Under former President Richard Levin, Yale partnered with the city’s DeStefano administration and the Community Foundation for Greater New Haven on the “Promise” college scholarship program for public-school students, and developed a homebuyer program enabling employees to settle in city neighborhoods.
Elicker praised those efforts. He distinguished them from fundamental support he argued the institutions should offer given their tax breaks.
“You have a ribbon cutting. It has an impact on the community. It doesn’t address the root … of income inequality in our city,” he said “It’s got to be meaningful to stress our structural financial problems.

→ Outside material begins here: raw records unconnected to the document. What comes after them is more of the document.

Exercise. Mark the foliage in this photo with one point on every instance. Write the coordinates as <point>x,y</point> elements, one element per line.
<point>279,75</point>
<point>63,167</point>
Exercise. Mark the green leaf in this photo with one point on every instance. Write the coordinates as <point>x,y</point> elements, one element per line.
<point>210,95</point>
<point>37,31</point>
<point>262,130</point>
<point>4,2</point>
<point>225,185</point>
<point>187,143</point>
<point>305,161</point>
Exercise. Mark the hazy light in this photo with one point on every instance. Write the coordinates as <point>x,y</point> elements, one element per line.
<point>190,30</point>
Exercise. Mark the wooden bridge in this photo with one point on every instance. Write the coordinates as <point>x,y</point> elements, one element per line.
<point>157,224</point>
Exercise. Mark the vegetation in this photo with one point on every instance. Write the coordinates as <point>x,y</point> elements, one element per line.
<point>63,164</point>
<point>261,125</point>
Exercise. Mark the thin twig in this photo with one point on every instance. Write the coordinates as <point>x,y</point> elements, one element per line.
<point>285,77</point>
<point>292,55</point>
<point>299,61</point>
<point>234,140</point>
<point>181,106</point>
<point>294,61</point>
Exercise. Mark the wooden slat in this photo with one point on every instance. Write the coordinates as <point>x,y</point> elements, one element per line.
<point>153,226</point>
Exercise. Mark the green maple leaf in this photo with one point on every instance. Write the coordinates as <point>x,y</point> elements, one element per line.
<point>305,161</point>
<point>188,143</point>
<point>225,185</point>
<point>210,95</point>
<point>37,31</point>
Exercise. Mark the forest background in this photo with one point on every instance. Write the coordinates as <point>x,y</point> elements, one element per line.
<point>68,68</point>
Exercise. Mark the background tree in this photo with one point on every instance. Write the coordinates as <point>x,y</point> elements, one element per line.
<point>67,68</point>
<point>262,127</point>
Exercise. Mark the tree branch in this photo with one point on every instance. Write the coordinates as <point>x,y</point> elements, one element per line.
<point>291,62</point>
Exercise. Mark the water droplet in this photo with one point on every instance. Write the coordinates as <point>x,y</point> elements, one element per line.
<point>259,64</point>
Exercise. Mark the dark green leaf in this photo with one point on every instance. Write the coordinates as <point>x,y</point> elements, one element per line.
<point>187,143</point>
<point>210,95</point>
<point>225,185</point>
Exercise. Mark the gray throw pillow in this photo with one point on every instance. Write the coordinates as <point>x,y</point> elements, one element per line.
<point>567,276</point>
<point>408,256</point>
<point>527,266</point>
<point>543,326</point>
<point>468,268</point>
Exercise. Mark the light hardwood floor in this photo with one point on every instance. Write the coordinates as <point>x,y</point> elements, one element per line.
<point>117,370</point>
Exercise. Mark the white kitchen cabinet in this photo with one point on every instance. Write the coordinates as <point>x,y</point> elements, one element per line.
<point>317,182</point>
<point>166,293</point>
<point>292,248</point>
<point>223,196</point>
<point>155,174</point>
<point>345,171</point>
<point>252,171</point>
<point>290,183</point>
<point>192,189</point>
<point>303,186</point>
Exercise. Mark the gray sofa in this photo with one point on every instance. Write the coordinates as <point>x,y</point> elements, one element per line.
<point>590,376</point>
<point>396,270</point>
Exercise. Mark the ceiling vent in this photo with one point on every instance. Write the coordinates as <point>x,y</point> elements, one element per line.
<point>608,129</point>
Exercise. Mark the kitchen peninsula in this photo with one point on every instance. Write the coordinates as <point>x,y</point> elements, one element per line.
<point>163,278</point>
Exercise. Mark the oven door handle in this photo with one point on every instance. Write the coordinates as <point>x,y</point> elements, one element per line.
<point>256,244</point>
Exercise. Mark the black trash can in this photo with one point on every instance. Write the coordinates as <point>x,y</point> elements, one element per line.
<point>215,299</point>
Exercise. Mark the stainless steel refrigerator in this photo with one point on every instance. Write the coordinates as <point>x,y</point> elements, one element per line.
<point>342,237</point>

“I do not believe that New Haven’s books should be balanced largely by Yale University writing dramatically bigger checks,” Yale President Peter Salovey wrote in a statement issued Monday afternoon. “I do not believe that New Haven’s current financial problems are the result of a lack of generosity from Yale. We will continue to increase our voluntary payment over time, but not at the rate the mayor has suggested.”
“While imposing additional voluntary payments is not the answer, we remain open to working on creative approaches with the city,” Yale New Haven Vice-President Vin Petrini wrote in a separate statement.
Elicker said his administration is discussing with the hospital possible ways to work together to reduce the city’s approximately $100 million annual health care bill.
On the program, Elicker was asked whether, given the standoff between his administration and the hospital and university on tax contributions, all sides could mount an aggressive effort to pressure the state to reimburse New Haven for more of its revenues lost on tax-exempt properties.
“Show me the path and I’d be happy to work with them in any appropriate and legal way,” he responded. But he cautioned that state legislators already feel they give the hospital and universities “huge breaks” and thus might not be amenable to further demands.
The interview began with a review of a news story about a newly elected New Haven mayor proposing a budget increase of between 3.5 and 4 percent and over $1 million in cuts to police and fire overtime; and vowing to avoid one-time revenues like the sale of city property and “potentially devastating long-term” financial deals involving future debt in return for quick upfront operating cash.
That news story involved Mayor Toni Harp’s first proposed budget in 2014.
It sound like this first-budget proposal from Elicker.
Elicker noted the similarities. He vowed that his future budgets will hew to the same philosophy. He said budgets of recent years did not.
“I’m not going to balance the budget with budget gimmicks, like the refinancing, because that’s the thing that got us in trouble in the first place,” he vowed. “A couple of those things were on the table this time.”